On grief, scar tissue, and the courage to open again
May 2, 2026 · 5 min read
The hardest thing about losing love isn’t the loss itself — though that’s devastating enough. It’s what happens to your relationship with love as a concept. The story you told yourself about how things work gets rewritten by someone else, in ink you didn’t choose. And after, it’s hard to trust the story at all.
Here is what nobody says clearly enough: grief is love with nowhere to go. The feeling doesn’t end when the relationship ends. It keeps generating, keeps reaching, keeps expecting the return that isn’t coming. That is not weakness. That is the mechanism of attachment, functioning exactly as designed.
“You only hurt that much because you loved that much. The pain is proof it was real.”
The psychology of grief tells us that loss activates the same neural pathways as physical pain. This is why heartbreak registers in the body — the tight chest, the actual ache, the way it sits behind the sternum like something dense. You are not being dramatic. Your brain is processing a genuine wound. The research shows that emotional pain and physical pain share cortical real estate. This is worth knowing when you’re six weeks in and wondering why you still can’t eat properly.

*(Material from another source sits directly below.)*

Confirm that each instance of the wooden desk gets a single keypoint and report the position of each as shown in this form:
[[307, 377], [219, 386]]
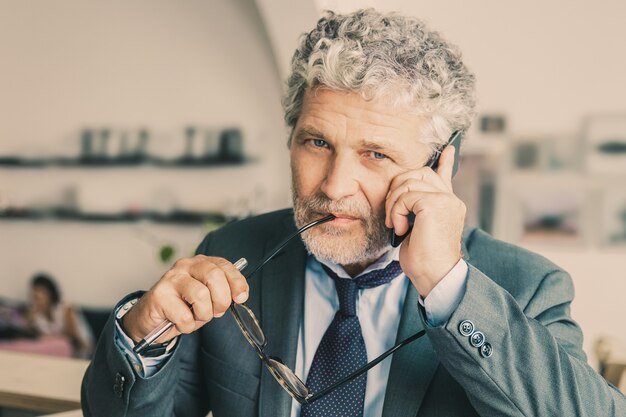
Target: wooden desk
[[40, 383]]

Time does help. Not in the simple way the phrase implies — not like a clock running down — but more like scar tissue forming. Slowly. Imperfectly. Not returning you to what you were, but creating something new over the wound. Scar tissue is tougher than original tissue. The healed version is not less than what was there before.
The question that tends to arrive — eventually, in the quieter stage of grief — is whether to love again. And the honest answer is: it is terrifying. Opening after loss requires a specific kind of courage that is different from any other. It requires choosing vulnerability when you have very recent, very detailed evidence of what vulnerability can cost.
“Love after loss isn’t naivety. It’s the deliberate choice of someone who knows exactly what they’re risking and decides the risk is worth it.”
Some people decide it isn’t, and that’s a valid human response. Some wounds change the calculation permanently, and there is no shame in that. But for many people, the heart doesn’t close — it learns to open differently. More slowly. With more discernment. With a sharper sense of what matters and what doesn’t, forged by the experience of having lost something real.
There’s something that tends to happen, too: the love that follows a significant loss is often less performative, less afraid of honesty, less willing to settle for connection that doesn’t actually reach. The people who have loved deeply and lost it tend to bring something more present and more honest to what comes next. Not in spite of the grief — because of it.
So if you’re somewhere in the long middle of it right now — not fully in the acute stage, not fully out the other side — this is what I want you to hold: the fact that you feel this is not evidence that something went wrong. It’s evidence that something was real. And real things matter. Even when they end. Maybe especially then.